We need a new system that is tied to the actual costs to educate a child enrolled in a charter school. The General Assembly is urged to provide savings by adopting permanent charter school funding reforms that are predictable, accurate and reflect the actual costs to educate students in regular and special education programs.

For cyber charter regular education tuition:

  • The General Assembly should adopt a common-sense plan, which includes a statewide flat rate for regular education tuition that more accurately funds cyber charter schools to ensure that school districts and taxpayers are no longer overpaying these schools.

For charter special education tuition:

  • The General Assembly should enact legislation to apply a tiered special education funding formula to charter schools in the same manner as it did for school districts.

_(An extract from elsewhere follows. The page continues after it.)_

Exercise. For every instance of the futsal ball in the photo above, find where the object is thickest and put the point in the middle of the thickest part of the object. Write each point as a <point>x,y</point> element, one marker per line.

Here are some talking points to use when discussing the topic of charter funding reform with legislators:

Cyber charter regular education tuition

  • Cyber charter schools receive the same tuition payment from school districts as brick-and-mortar charter schools despite not having the same level of expenses as their brick-and-mortar colleagues.
  • Cyber charter schools do not maintain a physical school building and do not incur the costs of maintenance, utilities, and other overhead that go along with it. Although cyber charters incur costs for shipping educational materials to students and for finding space to administer state testing, those costs pale in comparison to the costs of maintaining a physical school building.
  • The charter school tuition payments calculated by school districts are based on the districts’ expenses and bear no relation to the costs needed by the cyber charter school to provide their online educational program.
  • There are wide discrepancies in the amount of tuition paid by school districts. Because each school district calculates its own unique tuition rates based on the school district’s expenses, this results in vastly different tuition rates being paid to the cyber charter school despite all students in the school being provided the same education.
  • Cyber charters profit from the current system. There are no limitations or restrictions on what a cyber charter school can do with any profit that they receive from tuition payments. And with many cyber charter schools being operated by private for-profit management companies, taxpayers have no idea how those dollars are being spent.

Special education tuition

  • School districts are overpaying charters for special education. Although the special education funding formula was updated in 2014 to target resources more accurately for students identified with high, moderate and low needs, the changes were applied only to school districts.
  • Cyber charter schools are still paid using the flawed formula under the charter school law that does not include a tiered system and does not reflect what the charter school spends to educate its students with disabilities.
  • Charter school tuition rates for special education are based on the home school district’s expenses. With mandatory charter school tuition payments based on the home school district’s expenses, charter schools benefit from an inflated tuition rate for special education students.
  • These overpayments have the potential to create a financial incentive for charter schools to identify more students with disabilities that require low-cost services but receive reimbursement for high-cost services.
  • Because charter schools are not obligated to use special education tuition solely for special education purposes, and there is no mechanism for school districts to seek repayment of unused funds, these overpayments are profit to the charter school.